Colleen Johnson, MS, RD
Teacher, Tenafly High School
Dear Students and Family,
Welcome to my homepage. This is my eleventh year teaching the culinary classes at Tenafly High School. We currently have two culinary classes in the Department of Practical Arts, Experience with Foods and Regional Foods. Each of these are full year courses. Experience with Foods focuses on basic to intermediate cooking methods and techniques while also exporing many other topics such as kitchen safey, food safety, food science, nutrition, food purchasing and storage, careers in the food industry and current food trends. The Regional Foods course is divided into two semesters. Semester one focuses on the regional foods thougout the United States and semester two focuses on the cultural foods around the world.

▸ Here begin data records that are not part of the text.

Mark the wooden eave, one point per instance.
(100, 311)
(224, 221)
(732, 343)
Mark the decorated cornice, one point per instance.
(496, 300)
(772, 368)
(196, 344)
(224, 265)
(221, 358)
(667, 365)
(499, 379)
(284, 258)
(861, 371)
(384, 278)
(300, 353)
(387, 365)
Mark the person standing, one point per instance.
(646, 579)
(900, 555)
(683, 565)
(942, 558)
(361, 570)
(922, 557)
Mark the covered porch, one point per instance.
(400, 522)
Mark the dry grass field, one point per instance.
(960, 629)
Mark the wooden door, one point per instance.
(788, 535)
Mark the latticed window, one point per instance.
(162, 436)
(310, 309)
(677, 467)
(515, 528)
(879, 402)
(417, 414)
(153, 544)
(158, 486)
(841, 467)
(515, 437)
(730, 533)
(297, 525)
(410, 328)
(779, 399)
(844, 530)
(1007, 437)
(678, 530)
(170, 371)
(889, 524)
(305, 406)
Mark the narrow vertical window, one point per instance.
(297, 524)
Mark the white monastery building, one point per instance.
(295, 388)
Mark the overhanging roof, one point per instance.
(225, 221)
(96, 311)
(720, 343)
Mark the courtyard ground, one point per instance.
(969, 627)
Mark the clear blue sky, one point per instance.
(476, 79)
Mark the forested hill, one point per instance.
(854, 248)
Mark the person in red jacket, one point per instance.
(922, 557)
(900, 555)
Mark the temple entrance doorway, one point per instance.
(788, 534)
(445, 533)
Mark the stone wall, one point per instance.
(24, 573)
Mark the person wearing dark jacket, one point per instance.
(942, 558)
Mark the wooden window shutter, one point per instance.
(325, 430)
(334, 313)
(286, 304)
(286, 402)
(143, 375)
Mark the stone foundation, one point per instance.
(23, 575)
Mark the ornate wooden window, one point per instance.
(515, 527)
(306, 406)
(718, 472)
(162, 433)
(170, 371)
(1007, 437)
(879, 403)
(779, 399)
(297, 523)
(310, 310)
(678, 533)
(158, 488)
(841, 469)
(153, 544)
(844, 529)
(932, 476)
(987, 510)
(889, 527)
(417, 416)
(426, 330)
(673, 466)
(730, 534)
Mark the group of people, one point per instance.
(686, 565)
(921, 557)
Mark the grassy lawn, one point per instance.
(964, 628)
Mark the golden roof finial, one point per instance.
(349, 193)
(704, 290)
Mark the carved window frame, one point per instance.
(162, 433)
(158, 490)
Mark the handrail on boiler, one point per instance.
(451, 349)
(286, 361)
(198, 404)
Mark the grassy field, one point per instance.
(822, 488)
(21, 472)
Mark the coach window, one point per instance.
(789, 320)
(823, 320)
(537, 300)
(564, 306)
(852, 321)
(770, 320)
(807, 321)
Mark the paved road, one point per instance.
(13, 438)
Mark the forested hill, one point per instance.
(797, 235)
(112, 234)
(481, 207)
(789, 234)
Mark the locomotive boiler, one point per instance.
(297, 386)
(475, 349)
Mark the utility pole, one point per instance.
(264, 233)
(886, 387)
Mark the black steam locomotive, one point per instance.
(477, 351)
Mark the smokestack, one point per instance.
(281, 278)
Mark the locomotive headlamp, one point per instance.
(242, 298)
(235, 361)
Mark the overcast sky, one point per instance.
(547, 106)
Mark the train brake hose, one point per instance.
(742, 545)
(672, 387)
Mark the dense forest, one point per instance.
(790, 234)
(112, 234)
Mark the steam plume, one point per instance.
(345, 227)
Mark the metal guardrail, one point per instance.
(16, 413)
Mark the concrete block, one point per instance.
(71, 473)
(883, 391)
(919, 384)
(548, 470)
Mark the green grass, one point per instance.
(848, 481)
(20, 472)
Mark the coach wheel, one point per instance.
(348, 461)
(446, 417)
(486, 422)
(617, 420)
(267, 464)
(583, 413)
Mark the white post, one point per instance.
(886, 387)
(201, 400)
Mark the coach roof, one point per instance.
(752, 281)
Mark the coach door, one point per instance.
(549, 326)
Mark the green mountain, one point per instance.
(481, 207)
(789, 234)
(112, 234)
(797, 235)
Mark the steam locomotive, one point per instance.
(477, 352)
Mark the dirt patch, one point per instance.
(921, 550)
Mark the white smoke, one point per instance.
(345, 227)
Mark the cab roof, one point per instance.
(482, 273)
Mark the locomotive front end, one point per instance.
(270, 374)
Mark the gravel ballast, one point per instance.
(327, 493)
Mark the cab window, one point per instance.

Students will learn about the many factors that influence cusines around the world such as geography, climate, terrain, religion, emmigration, economics etc. They will have the opportunity to sample a wide variety of new foods and learn many new cooking and baking methods and techniques that are unique to each culture.
Each year, the students in both courses will have the opportunity to visit the prestigious Culinary Institute of America (CIA) in Hyde Park, New York. The students will get a tour of the institute by one of the senior culinary students and learn what it takes to become culinary or pastry chef. Following the tour, we will have a full course lunch at one of the CIA's fine restaurants which is completely run by the Culinary Institute students. This year we will be visiting their wonderful French restaurant, Bocuse.